Metallographic specimens or scanning electron microscopy (SEM) samples with handling damage can then be shown to the client. This shows how to handle failed components so as not to damage the evidence. Hands on demonstrations of these factors have a positive effect in that clients can see what happens to materials which can drive home the complexities of failure investigation more effectively than talking.
An added benefit is establishing a connection between the investigators and the clients, which greatly eases communication.
Additionally, it is important to encourage participation in forums about the development of new methodologies of both investigation and system integrity maintenance by means of joint industry projects. The outcomes of these projects remains proprietary to the participant for a period after which they are released into the wider industrial environment in the form of best practice documents and associated guidelines. Greater crossover between the company divisions is necessary to establish a wider audience, as the skills involved in failure investigation can be applied to almost any field of industrial endeavour.
Within the MFIG group, work is underway to establish how to rouse interest in people who may potentially use this knowledge, and others who may be interested in either contributing knowledge or learning. As always, this takes time, which is a costed resource. We, therefore, soldier on trying to build momentum that will lead to a stable base for further developments.

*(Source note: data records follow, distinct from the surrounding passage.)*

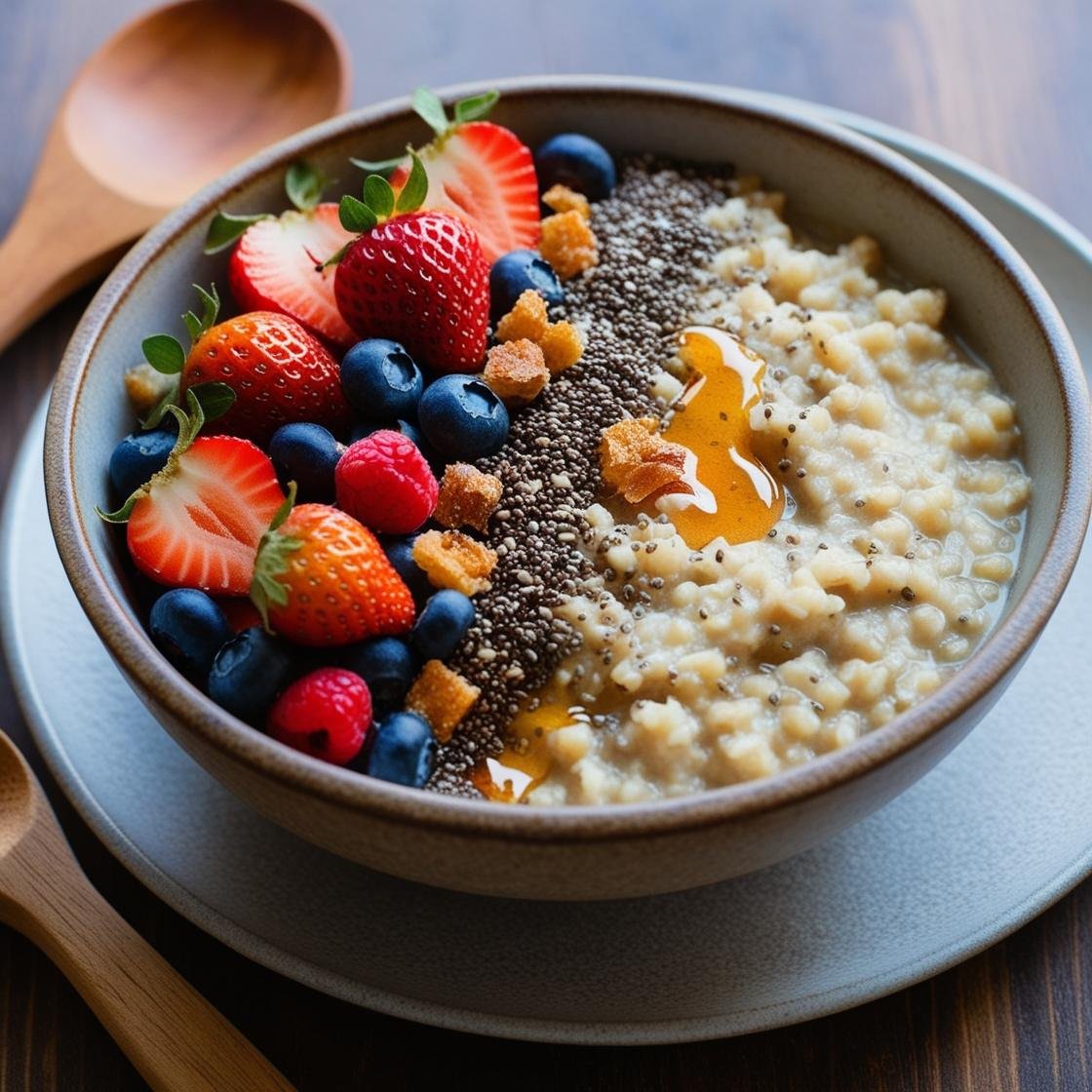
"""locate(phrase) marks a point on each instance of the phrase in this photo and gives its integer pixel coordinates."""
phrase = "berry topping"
(381, 380)
(384, 482)
(403, 751)
(248, 674)
(516, 273)
(308, 455)
(443, 624)
(326, 715)
(388, 665)
(189, 629)
(198, 522)
(321, 579)
(462, 418)
(576, 162)
(137, 456)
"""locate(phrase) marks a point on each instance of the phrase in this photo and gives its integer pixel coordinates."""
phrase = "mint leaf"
(475, 107)
(303, 184)
(428, 107)
(226, 227)
(164, 353)
(416, 188)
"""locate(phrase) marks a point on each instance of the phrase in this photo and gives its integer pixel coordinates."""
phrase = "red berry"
(384, 482)
(326, 715)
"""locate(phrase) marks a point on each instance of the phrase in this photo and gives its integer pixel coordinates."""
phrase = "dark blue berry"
(189, 629)
(380, 379)
(443, 624)
(306, 454)
(249, 673)
(575, 161)
(517, 271)
(403, 751)
(462, 418)
(400, 554)
(137, 456)
(387, 664)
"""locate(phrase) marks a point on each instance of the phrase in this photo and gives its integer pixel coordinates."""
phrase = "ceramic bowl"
(831, 176)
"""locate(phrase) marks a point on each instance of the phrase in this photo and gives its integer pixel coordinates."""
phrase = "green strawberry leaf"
(303, 184)
(378, 166)
(416, 188)
(226, 227)
(378, 196)
(355, 215)
(475, 107)
(164, 353)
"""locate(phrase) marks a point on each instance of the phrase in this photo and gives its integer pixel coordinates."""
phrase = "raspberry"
(326, 715)
(385, 484)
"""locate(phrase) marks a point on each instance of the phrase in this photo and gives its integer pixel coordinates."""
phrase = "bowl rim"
(999, 654)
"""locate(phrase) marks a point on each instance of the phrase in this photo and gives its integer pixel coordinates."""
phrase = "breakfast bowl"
(843, 183)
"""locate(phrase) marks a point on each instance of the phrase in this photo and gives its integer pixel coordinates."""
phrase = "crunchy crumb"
(567, 244)
(451, 560)
(526, 319)
(562, 199)
(443, 697)
(562, 346)
(467, 497)
(517, 371)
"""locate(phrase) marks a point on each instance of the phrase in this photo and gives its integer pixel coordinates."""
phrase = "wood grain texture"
(1001, 81)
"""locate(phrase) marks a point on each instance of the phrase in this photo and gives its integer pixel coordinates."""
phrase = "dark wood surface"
(1004, 82)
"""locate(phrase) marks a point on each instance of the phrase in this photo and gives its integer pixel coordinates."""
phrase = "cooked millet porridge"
(738, 661)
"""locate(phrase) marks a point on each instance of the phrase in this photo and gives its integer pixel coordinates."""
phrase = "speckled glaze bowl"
(831, 176)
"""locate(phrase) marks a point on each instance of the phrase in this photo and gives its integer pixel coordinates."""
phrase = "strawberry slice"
(273, 269)
(479, 172)
(199, 521)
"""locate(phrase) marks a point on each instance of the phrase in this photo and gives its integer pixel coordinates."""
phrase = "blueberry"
(189, 629)
(400, 554)
(462, 418)
(137, 456)
(578, 162)
(443, 624)
(403, 751)
(387, 664)
(306, 454)
(380, 379)
(249, 673)
(517, 271)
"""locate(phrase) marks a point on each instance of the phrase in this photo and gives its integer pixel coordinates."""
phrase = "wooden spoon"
(171, 101)
(175, 1037)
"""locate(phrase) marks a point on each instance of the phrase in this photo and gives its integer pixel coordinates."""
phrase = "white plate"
(998, 831)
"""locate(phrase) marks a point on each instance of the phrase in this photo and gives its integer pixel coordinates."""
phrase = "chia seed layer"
(653, 249)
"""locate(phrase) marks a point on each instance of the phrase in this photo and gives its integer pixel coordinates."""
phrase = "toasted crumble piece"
(467, 497)
(562, 199)
(443, 697)
(567, 244)
(451, 560)
(145, 388)
(562, 346)
(526, 319)
(516, 371)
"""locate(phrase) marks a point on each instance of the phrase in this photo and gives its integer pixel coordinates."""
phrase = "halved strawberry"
(276, 263)
(199, 521)
(480, 172)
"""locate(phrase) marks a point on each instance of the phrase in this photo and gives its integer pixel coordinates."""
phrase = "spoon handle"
(174, 1036)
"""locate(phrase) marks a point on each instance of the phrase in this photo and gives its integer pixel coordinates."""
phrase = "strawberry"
(199, 521)
(415, 278)
(480, 172)
(273, 264)
(322, 579)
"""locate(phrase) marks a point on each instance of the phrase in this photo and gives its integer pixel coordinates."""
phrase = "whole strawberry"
(415, 278)
(322, 579)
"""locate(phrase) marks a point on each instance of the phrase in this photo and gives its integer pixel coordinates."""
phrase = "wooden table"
(1004, 82)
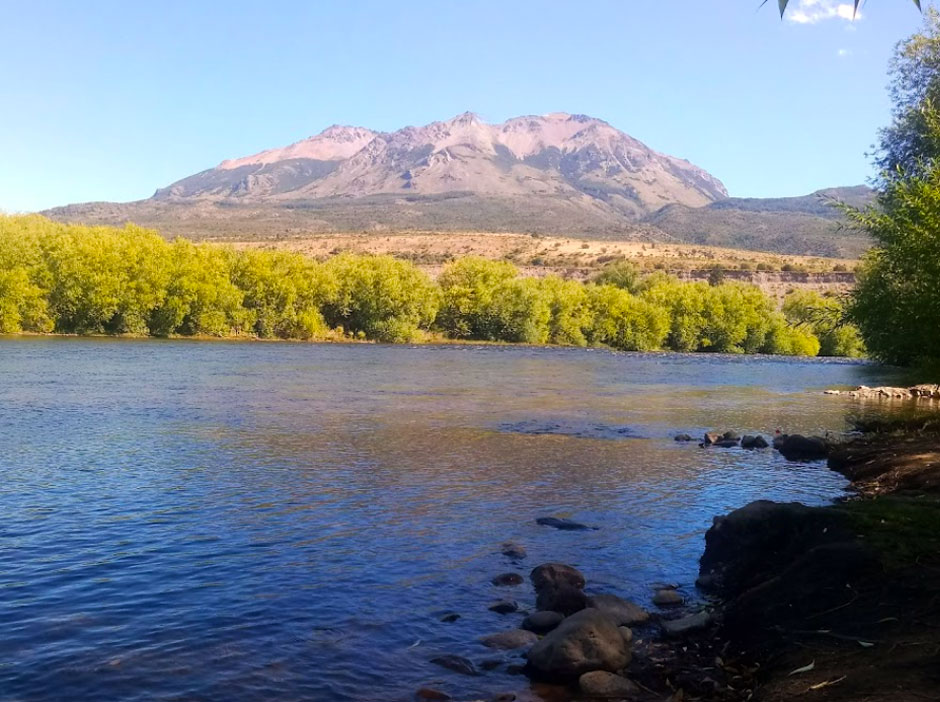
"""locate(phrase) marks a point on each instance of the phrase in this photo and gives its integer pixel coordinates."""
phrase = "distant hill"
(552, 174)
(807, 225)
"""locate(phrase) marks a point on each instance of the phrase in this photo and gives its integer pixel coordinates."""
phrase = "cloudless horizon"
(109, 101)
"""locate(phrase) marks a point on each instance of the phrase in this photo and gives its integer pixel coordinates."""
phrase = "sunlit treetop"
(783, 5)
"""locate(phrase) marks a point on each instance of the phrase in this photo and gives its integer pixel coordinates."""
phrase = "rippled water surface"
(232, 521)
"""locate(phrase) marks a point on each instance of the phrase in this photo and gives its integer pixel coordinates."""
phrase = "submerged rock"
(508, 580)
(667, 598)
(582, 643)
(754, 442)
(556, 575)
(566, 600)
(622, 612)
(458, 664)
(686, 625)
(601, 684)
(563, 524)
(504, 607)
(509, 640)
(542, 622)
(513, 550)
(796, 447)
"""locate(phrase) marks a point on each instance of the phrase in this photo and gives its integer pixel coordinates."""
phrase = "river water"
(271, 521)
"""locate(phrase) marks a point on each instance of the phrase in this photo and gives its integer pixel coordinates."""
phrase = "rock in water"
(504, 607)
(513, 550)
(509, 640)
(685, 625)
(556, 575)
(458, 664)
(803, 448)
(508, 580)
(667, 598)
(584, 642)
(563, 524)
(603, 685)
(566, 600)
(622, 612)
(754, 442)
(542, 622)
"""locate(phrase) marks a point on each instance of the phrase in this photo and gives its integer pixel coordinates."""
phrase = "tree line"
(72, 279)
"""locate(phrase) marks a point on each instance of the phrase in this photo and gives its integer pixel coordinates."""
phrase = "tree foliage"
(101, 280)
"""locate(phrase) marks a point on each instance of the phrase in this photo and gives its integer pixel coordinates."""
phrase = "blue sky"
(111, 100)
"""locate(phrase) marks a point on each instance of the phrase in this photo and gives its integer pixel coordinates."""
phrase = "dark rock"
(563, 524)
(513, 550)
(712, 437)
(813, 583)
(566, 600)
(803, 448)
(542, 622)
(688, 624)
(504, 607)
(748, 545)
(600, 684)
(509, 640)
(725, 443)
(754, 442)
(508, 580)
(622, 612)
(458, 664)
(584, 642)
(667, 598)
(556, 575)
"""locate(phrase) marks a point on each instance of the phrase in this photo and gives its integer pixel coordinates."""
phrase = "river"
(186, 520)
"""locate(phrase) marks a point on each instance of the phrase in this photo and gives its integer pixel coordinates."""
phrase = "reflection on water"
(228, 521)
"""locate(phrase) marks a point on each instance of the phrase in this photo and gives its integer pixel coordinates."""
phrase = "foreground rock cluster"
(916, 392)
(793, 447)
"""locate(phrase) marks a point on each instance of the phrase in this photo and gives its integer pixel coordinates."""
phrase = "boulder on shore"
(582, 643)
(603, 685)
(622, 612)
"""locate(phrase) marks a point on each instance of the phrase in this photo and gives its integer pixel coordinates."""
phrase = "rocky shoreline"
(798, 601)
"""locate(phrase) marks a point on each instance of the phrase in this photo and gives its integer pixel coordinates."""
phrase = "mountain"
(551, 174)
(807, 224)
(572, 157)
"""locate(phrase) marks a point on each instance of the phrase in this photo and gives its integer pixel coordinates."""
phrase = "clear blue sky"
(110, 100)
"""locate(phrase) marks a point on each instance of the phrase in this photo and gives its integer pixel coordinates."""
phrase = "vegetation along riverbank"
(71, 279)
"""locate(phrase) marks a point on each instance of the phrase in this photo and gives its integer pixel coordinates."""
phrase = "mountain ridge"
(557, 173)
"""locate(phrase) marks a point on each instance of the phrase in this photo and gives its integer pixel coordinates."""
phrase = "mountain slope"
(572, 157)
(552, 174)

Finally, if you have the misfortune to have a failure of some plant system or component, ask yourself if you want or need to understand possible further ramifications of the failure. It may be that your own expertise will allow an extrapolation of a mechanism identification to the ramifications to the allied system. If this is not the case, in the long term it may well pay to spend more to understand the problems that may affect your system and prevent failures in future.